Birth of comic genius linked to Doncaster
King of comedy, Ronnie Barker, was born 88 years ago this month.
Had he lived, he would have celebrated his birthday on September 25, but sadly his great talent in creating and portraying comic character was lost on October 3, 2005, when he finally said goodnight to his masses of fans.
The actor, comedian and writer is linked to Doncaster for ever through the filming of favourite television corner shop sitcom Open all Hours, in which he starred for many years as thrifty, stuttering Arkright.
This enduring series was one of his best-known and best loved roles, along with his two other greats; the long running comic show the Two Ronnies, shared with the late Ronnie Corbett, and classic tv prison comedy, Porridge.
Open All Hours was filmed in the streets of Balby and recently made a return for a third series with Sir David Jason replacing Barker in the lead role.
But from 1973 to 1985, it was Ronnie Barker, with co-stars Sir David Jason and Lynda Baron, who could be seen plying his trade, and trying his luck with character Nurse Gladys Emmanuel, on the corner of Doncaster’s Lister Avenue and Scarth Avenue.
He became a much loved face and ‘adopted northerner’ in South Yorkshire during the filming of the series, and is fondly remembered by many.
Barker was actually born in Bedford in 1929.
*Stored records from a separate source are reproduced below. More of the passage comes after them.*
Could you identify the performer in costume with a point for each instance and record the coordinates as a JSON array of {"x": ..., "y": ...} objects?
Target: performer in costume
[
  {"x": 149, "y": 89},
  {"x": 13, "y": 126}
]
His acting and writing career started early with emphasis on comic roles from the start. He would write at times under a pseudonym, particularly as he grew in fame as an actor.
He was awarded a BAFTA on four separate occasions for his work and received his OBE in 1978.
He and his wife Joyce had two sons and a daughter.
A keen collector of antiques, Barker became a shopkeeper for real when he opened an antiques shop in 1988, following his retirement from the world of entertainment.